``Music composed by Jews for the Jews as Jews''1.1
and the other is a composer's point of view:
It is not my purpose, nor my desire, to attempt a reconstitution of Jewish music, or to base my work on melodies more or less authentic. I am not an archaeologist...
It is the Jewish soul that interests me...the freshness and naiveté of the Patriarchs; the violence of the Prophetic books; the Jewish savage love of justice...1.2
The first definition, though somewhat limiting, can be sharply defining the frighteningly wast subject matter of this research.
But, as a composer, I will bend here towards the composer Ernest Bloch's approach.
Jewish music can and is studied from the points of view of historical, liturgical and non-liturgical music of the Hebrews dating from the pre-Biblical times (Pharaonic Egypt); religious music at the first and second Solomon's Temples; musical activities immediately following the Exodus1.3; the (seemingly?) impoverished religious musical activities during the early middle ages; the emergence of the concept of Jewish Music in the mid-19th century; in its nation-oriented sense as coined by the landmark book Jewish Music in its Historical Development (1929) by A. Z. Idelsohn (1882-1938)[] and finally as the art and popular music of Israel.

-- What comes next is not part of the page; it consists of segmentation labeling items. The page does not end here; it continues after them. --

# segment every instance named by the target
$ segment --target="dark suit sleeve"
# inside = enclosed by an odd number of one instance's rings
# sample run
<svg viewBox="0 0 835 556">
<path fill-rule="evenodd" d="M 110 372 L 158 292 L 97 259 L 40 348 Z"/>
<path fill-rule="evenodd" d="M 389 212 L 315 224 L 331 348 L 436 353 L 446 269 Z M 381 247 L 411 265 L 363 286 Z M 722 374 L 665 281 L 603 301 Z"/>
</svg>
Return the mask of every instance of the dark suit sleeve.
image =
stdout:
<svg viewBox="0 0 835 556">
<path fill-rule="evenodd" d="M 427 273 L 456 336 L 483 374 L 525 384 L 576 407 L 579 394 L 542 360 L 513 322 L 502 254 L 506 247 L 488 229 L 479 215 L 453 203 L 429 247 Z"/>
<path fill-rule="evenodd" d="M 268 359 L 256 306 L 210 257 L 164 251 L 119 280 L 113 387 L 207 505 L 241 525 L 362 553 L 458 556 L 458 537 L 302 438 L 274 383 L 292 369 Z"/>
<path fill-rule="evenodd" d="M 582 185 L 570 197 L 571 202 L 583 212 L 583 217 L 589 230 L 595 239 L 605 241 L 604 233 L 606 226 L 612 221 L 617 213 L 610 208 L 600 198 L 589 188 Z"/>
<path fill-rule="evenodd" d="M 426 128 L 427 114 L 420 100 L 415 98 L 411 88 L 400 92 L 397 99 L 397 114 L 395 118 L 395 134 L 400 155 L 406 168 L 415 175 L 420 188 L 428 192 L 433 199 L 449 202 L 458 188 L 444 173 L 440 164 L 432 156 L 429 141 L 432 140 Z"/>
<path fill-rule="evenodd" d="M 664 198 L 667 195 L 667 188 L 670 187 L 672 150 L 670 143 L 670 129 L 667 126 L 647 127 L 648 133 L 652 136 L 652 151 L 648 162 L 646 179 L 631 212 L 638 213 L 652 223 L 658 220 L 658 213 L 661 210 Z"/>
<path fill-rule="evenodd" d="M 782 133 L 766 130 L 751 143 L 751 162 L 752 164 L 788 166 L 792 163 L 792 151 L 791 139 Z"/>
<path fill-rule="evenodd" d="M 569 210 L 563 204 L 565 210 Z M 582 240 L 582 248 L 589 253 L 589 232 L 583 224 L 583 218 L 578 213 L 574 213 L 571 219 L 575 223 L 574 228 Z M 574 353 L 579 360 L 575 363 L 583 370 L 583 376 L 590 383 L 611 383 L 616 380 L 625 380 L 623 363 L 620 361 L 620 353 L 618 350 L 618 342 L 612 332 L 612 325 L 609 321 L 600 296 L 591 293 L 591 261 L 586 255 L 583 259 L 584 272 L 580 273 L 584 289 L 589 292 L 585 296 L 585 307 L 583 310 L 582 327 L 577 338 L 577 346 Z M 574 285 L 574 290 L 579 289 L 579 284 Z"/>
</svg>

More specific focusing areas can be spotted as the influences of the Hebraic liturgical music at the Talmudic times to the Gregorian chants, the usage and their differentiation of a common maqam melodic vocabulary shared by people inhabiting the Israel-Palestine region.
Early emergences of Jewish musical themes and of what may be called ``the idea of being Jew'' in European music can be examined in the works of Salamone Rossi (1570-1630), in the works of the famous Jewish philosopher Moses Mendelssohn's (1729-1786) grandson: Felix Mendelssohn (1809-1847). Fromental Halévy's (1799-1862) opera La Juive and its occasional use of some Jewish themes can be an auxiliary research subject as compared to the lack of ``anything Jew'' in his almost contemporary fellow composer Jacques Offenbach (1819-1880) who was actually Jew and grew up in straight Jewish tradition.

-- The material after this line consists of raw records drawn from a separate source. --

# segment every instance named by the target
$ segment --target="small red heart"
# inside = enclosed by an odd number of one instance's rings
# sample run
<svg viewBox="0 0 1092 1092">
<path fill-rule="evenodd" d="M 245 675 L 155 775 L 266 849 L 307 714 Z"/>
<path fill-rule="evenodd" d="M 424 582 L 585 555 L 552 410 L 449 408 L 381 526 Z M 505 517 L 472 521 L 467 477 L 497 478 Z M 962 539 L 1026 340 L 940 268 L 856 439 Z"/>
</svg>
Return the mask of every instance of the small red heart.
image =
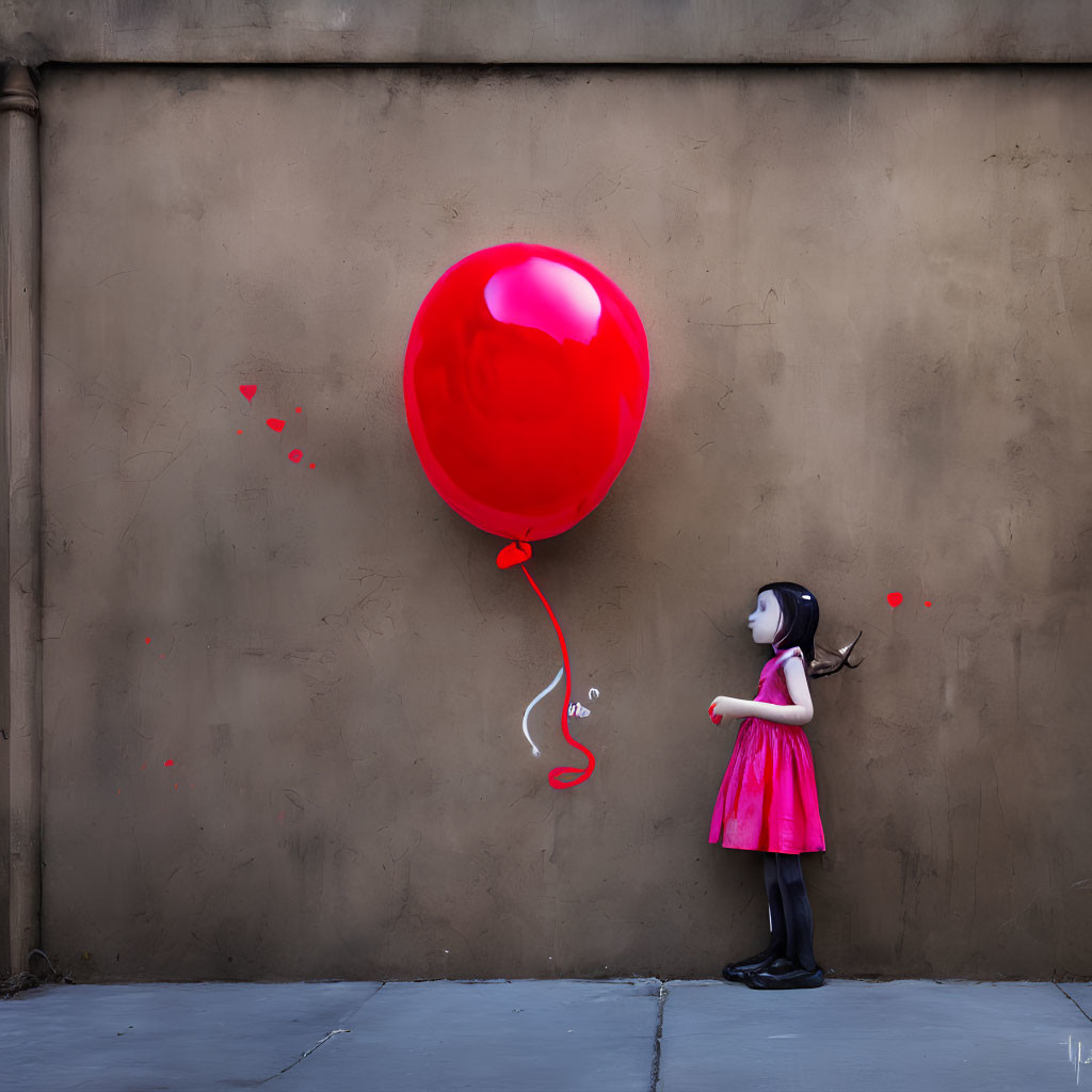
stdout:
<svg viewBox="0 0 1092 1092">
<path fill-rule="evenodd" d="M 523 565 L 524 561 L 531 560 L 531 544 L 530 543 L 509 543 L 498 555 L 497 555 L 497 568 L 498 569 L 511 569 L 513 566 Z"/>
</svg>

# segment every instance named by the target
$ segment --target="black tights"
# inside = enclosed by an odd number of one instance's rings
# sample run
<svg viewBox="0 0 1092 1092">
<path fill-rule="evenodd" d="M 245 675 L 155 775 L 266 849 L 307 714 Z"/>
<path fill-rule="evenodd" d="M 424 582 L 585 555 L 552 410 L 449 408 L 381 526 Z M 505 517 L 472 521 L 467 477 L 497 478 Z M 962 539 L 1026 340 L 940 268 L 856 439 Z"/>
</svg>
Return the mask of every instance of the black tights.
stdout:
<svg viewBox="0 0 1092 1092">
<path fill-rule="evenodd" d="M 765 894 L 770 900 L 771 952 L 807 971 L 816 968 L 811 951 L 811 903 L 804 887 L 804 871 L 798 853 L 764 855 Z"/>
</svg>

The seemingly endless subject can include the St. Petersburg Society for Jewish Music led by the composer-critic Joel Engel (1868-1927) on how they discovered their Jewish roots, inspired by the Nationalistic movement in the Russian music as exemplified by Rimsky-Korsakov, César Cui and others, and how set out to the Shtetls1.4 and meticulously recorded and transcribed thousands of Yiddish folksongs.
Ernst Bloch's (1880-1959) Schelomo for cello and orchestra and specially Sacred Service for orchestra, choir and soloists seems to be an attempt to create a ``Jewish Requiem''.
Mario Castelnuovo-Tedesco (1895-1968)'s Sephardic1.5 upbringings and their influences on his music as they appear in his Second Violin Concerto and in many of his songs and choral works; cantatas Naomi and Ruth, Queen of Shiba and in the oratorio The Book of Jonah among others are worth noting as well.
Many scholars did not missed the borrowed Synagogue motives in George Gershwin's Porgy and Bess. Gershwin biographer Edward Jablonski has claimed that the melody to ``It Ain't Necessarily So'' was taken from the Haftarah blessing1.6 and others have attributed it to the Torah blessing1.7.
In Gershwin's some 800 songs allusions to Jewish music have been detected by other observers as well. One musicologist detected ``an uncanny resemblance'' between the folk tune ``Havenu Shalom Aleichem'' and the spiritual ``It Take a Long Pull to Get There''1.8.
One can also dig into the works of contemporary Israeli composers such as Chaya Czernowin, Betty Olivera, Tsippi Fleisher, Mark Kopytman, Yitzhak Yedid.
There are also very important non-Jew contributors to the Jewish music, Maurice Ravel with his Kaddish for violin and piano based on a traditional liturgical melody; Max Bruch's famous arrangement of the Yom Kippur prayer Kol Nidrei for cello and orchestra1.9.
Sergei Prokofieff's Overture sur des Thèmes Juives for string quartet, piano and clarinet clearly display its inspirational sources in non-religious Jewish music. The melodic, modal, rhythmical materials and the use of the clarinet as a leading melodic instrument is a very typical sound in folk and non-religious Jewish music.
Dmitri Shostakovich was deeply influenced by Jewish music as well. This can be seen in many of his compositions, most notably in the song cycle From Jewish Folk Poetry, and in the Second Piano Trio. However his most outstanding contribution to the Jewish culture is without doubt the 13th. Symphony Babi Yar.